– Giuseppe Capuano –
Sono appena arrivato al Salone del libro di Torino 2025. Mi aggiro fra gli stand senza una meta precisa e mi lascio trasportare dall’onda placida del flusso dei visitatori. È il giorno d’apertura e ancora non c’è il caos del weekend. Passo accanto allo Stand della Regione Toscana e vengo attratto dalle parole di un uomo che sta presentando il suo libro.

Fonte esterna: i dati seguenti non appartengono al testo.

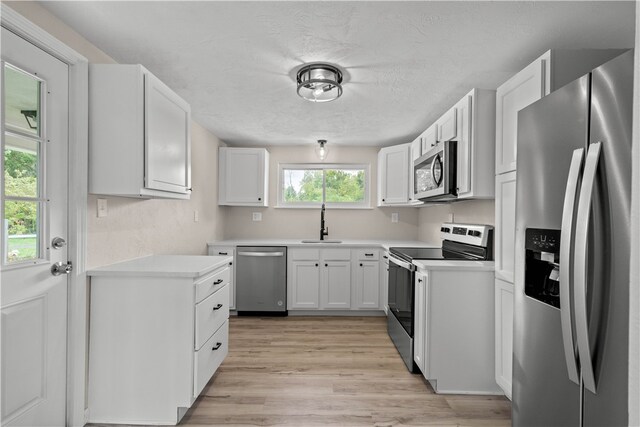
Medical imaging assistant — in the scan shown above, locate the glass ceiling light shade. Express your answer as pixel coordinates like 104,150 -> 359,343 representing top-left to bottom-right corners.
316,140 -> 329,161
297,63 -> 343,103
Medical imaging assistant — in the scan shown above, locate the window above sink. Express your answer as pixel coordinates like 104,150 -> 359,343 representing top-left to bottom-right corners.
277,163 -> 370,209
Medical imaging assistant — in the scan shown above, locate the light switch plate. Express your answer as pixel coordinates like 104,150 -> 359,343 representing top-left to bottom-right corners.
97,198 -> 108,218
252,212 -> 262,221
391,212 -> 399,223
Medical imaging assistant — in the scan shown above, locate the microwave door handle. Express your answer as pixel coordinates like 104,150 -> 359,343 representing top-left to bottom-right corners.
574,141 -> 602,394
559,148 -> 584,385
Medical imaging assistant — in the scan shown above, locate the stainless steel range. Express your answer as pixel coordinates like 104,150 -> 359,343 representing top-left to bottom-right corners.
387,223 -> 493,372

Racconta di una vecchio che ritorna ad Aushwitz dopo 80 anni e scava una buca, in un luogo del ricordo, per recuperare un sasso con sopra inciso una serie di numeri, come quelli che i nazisti tatuavano sul braccio degli internati. Mi avvicino, il mio fiuto non mi inganna, so riconoscere una storia affascinante a naso. Così scopro che il libro narra la storia di Holeg Mandic che a undici anni è uno dei pochi superstiti ad accogliere l’Armata Rossa entrata ad Auschwitz. Nato a Sušac, attuale Croazia, nel 1944 viene arrestato con la madre e la nonna e deportato. Non è ebreo ma prigioniero politico perché suo padre e suo nonno, dopo l’occupazione, si sono uniti ai partigiani. Sì, avete capito bene: deportato solo perché nipote. Ad Auschwitz sperimenta e sopporta l’inimmaginabile: la fame, i lavori forzati, i continui soprusi delle SS; finisce anche nel famigerato reparto del dottor Mengele, da cui i bambini spariscono senza che nessuno ne sappia più nulla. La morte, nel campo, è ovunque.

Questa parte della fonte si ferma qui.